Nonlinear Landau levels in the almost-bosonic anyon gas

We consider the quantitative description of a many-particle gas of interacting abelian anyons in the plane, confined in a trapping potential. If the anyons are modeled as bosons with a magnetic flux attachment, and if the total magnetic flux is small compared to the number of particles, then an average-field description becomes appropriate for the low-energy collective state of the gas. Namely, by means of a Hartree-Jastrow ansatz, we derive a two-parameter Chern-Simons-Schrödinger energy functional which extends the well-known Gross-Pitaevskii / nonlinear Schrödinger density functional theory to the magnetic (anyonic) self-interaction.
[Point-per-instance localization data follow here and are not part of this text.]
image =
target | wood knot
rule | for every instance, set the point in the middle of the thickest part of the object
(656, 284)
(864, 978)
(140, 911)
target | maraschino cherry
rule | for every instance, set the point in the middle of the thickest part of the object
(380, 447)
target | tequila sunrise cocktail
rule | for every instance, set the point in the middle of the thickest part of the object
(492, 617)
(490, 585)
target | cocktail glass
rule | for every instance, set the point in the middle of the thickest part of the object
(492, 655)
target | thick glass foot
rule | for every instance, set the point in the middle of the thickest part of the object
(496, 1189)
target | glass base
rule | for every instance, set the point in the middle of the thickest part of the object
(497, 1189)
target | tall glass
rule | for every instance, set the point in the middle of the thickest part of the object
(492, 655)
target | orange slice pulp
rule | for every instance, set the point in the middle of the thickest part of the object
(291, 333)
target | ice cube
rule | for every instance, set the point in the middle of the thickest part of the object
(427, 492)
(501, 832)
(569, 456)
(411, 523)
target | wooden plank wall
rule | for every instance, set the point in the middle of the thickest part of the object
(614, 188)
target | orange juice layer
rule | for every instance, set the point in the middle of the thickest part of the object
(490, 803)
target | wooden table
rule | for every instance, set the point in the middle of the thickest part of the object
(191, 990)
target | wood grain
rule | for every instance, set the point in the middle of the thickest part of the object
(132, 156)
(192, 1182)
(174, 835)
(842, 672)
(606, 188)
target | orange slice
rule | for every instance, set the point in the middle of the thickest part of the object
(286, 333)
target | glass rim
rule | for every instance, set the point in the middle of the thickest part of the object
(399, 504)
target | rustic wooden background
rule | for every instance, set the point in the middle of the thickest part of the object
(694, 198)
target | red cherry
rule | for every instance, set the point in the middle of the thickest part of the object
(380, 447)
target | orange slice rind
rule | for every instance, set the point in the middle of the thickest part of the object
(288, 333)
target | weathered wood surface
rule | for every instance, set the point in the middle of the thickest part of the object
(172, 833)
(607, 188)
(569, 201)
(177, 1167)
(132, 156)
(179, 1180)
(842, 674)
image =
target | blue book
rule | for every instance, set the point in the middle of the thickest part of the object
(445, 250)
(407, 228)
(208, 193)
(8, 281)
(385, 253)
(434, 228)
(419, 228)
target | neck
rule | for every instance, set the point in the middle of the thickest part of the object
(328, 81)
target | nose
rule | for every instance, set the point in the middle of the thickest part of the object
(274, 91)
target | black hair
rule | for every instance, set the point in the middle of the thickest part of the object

One parameter determines the total number of self-generated magnetic flux units in the system, and the other the effective strength of spin-orbit self-interaction. This latter interaction can be either attractive/focusing or repulsive/defocusing, and depends both on the intrinsic spin-orbit interaction and the relative length scale of the flux profile of the anyons. Densities and energies of ground and excited states are studied analytically and numerically for a wide range of the parameters and align well with a sequence of exact nonlinear Landau levels describing Jackiw-Pi self-dual solitons. With increasing flux, counter-rotating vortices are formed, enhancing the stability of the gas against collapse. Apart from clarifying the relations between various different anyon models that have appeared in the literature, our analysis sheds new light on the many-anyon spectral problem, and also exemplifies a novel supersymmetry-breaking phenomenon.